Super Cruise enables hands-free driving on over 200,000 miles of compatible highways in the U.S. and Canada. The feature can also initiate auto-lane changes and is compatible with a trailer on certain GM vehicles.
The Blue Oval is looking to make long drives just a bit easier with its BlueCruise driving aid. Similar to GM’s Super Cruise, this hands-free technology promises to work on more than 100,000 miles of pre-mapped, divided highway in the US and Canada.
BlueCruise is an evolution of Ford’s Co-Pilot 360, the automaker’s suite of advanced driver aids. Building on the hardware and software that enables adaptive cruise control with stop-and-go capability as well as lane centering, it allows you to drive on select roads, so-called Blue Zones, without your hands on the steering wheel.
Nissan’s ProPilot Assist
ProPilot is a hands-on driver-assist system that combines Nissan’s Intelligent Cruise Control and Steering Assist technologies. It includes a stop-and-hold function that can bring the vehicle to a full stop, holds it in place, and can bring you back up to speed when traffic starts moving again.
ProPilot Assist with Navi-link syncs with the navigation system providing additional information to predict the freeway ahead better. Features include Speed Adjust by Route which can help reduce your speed for tight curves and off-ramps, as well as Speed Limit Assist which gives drivers the option to adjust the set speed to the posted speed limit quickly.
Nissan ProPilot uses cameras and sensors to help with tasks such as keeping the vehicle centered in its lane and maintaining a safe distance from other vehicles. When ProPilot Assist is activated, the vehicle’s front-facing cameras will scan the road for lane markers. If their presence is confirmed, steering assist and Intelligent Cruise Control will engage, keeping the vehicle in its lane and traveling at the desired speed1.

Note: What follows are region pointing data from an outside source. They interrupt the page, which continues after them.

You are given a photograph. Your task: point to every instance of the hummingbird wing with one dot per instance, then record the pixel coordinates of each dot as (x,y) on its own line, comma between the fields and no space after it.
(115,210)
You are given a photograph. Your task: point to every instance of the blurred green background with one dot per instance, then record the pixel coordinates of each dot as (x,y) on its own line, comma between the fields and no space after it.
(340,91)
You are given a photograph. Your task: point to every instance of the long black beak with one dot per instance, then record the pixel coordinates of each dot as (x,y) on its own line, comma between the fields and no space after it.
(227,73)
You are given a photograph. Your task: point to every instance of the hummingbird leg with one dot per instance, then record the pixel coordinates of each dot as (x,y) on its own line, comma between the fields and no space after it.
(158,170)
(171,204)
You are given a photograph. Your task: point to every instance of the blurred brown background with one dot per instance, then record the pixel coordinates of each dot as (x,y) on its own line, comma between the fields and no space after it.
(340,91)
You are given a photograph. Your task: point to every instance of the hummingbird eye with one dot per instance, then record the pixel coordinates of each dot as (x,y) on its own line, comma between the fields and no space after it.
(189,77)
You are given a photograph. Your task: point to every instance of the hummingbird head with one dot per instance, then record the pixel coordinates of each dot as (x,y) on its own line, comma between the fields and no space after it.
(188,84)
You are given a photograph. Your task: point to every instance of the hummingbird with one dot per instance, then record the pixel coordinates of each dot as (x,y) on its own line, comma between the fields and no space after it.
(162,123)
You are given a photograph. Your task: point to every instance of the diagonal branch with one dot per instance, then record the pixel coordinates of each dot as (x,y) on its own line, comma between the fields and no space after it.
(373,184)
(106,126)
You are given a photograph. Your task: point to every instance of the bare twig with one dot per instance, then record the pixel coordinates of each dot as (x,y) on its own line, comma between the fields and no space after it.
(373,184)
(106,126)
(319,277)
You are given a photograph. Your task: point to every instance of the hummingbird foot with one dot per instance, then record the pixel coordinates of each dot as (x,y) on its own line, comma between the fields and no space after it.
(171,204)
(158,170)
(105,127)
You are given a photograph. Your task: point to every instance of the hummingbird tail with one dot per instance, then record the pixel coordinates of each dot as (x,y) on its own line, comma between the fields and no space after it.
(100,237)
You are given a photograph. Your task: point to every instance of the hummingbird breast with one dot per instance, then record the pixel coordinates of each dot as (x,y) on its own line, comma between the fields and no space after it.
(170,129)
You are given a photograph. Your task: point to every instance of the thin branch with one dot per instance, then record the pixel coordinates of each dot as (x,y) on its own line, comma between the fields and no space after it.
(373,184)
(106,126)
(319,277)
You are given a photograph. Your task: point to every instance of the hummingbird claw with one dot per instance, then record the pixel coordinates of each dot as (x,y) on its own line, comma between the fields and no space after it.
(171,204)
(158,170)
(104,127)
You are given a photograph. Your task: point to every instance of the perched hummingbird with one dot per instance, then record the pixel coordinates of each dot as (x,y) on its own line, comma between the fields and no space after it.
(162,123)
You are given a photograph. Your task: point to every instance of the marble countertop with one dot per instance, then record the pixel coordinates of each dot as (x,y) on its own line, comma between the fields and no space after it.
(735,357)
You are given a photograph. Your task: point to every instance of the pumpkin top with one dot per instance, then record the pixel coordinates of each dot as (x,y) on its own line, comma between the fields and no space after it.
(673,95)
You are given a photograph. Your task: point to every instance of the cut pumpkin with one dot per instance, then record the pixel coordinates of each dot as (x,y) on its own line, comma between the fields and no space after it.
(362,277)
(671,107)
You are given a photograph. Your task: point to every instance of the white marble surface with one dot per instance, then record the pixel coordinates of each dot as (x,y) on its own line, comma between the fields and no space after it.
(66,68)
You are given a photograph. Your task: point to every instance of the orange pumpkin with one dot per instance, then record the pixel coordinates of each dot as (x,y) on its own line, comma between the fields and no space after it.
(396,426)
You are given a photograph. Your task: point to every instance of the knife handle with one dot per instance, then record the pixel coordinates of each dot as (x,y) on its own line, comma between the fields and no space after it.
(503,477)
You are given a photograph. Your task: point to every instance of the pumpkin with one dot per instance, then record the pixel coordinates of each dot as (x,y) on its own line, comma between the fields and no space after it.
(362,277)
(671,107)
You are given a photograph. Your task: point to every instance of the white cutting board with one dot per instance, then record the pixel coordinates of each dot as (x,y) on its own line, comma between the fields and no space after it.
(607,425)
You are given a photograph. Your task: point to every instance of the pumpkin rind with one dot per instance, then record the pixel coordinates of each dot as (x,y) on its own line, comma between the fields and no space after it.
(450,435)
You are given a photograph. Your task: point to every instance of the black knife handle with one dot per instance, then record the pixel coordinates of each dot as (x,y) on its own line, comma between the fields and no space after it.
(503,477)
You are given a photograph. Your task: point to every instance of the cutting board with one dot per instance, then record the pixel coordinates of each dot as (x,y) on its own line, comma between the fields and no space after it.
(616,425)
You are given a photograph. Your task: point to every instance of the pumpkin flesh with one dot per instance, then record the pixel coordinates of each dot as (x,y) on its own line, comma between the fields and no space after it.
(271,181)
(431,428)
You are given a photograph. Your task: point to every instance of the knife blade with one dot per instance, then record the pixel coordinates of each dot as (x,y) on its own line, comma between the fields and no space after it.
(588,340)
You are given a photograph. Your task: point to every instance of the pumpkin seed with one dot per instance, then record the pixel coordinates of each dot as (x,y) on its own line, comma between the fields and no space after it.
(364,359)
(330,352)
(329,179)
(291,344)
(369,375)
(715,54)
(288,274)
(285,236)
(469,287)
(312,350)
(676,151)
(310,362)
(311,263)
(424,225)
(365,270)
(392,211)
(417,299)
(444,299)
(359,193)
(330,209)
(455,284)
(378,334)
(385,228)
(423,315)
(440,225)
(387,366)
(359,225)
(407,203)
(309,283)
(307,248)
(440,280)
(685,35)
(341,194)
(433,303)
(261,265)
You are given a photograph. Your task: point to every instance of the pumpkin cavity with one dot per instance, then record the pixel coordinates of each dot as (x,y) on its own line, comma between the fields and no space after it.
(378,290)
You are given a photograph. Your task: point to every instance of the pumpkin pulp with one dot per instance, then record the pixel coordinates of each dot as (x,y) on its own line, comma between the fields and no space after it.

Electrified’s Take: We are still a long way from autonomous driving replacing humans. The fly in the ointment is getting the nation’s fleet of cars suited up with vehicle-to-vehicle (V2V) communication technology, cameras, and LiDAR or similar technology. That alone will take decades. A mishmash of humans and AVs is way harder to pull off than a “homogenous” fleet of connected AVs recognizing each other, their surroundings, and “talking” to each other without missing a beat or killing anyone. Then there is the question of security and how to safeguard autonomous cars and the software surrounding them from dubious characters or Nigerian princes…
The US recently decided on a standardized plug for EV charging in North America and that only took ten years! For now, Level 2 autonomous technology is cruise control on steroids, and where AV evolution has stalled, for now.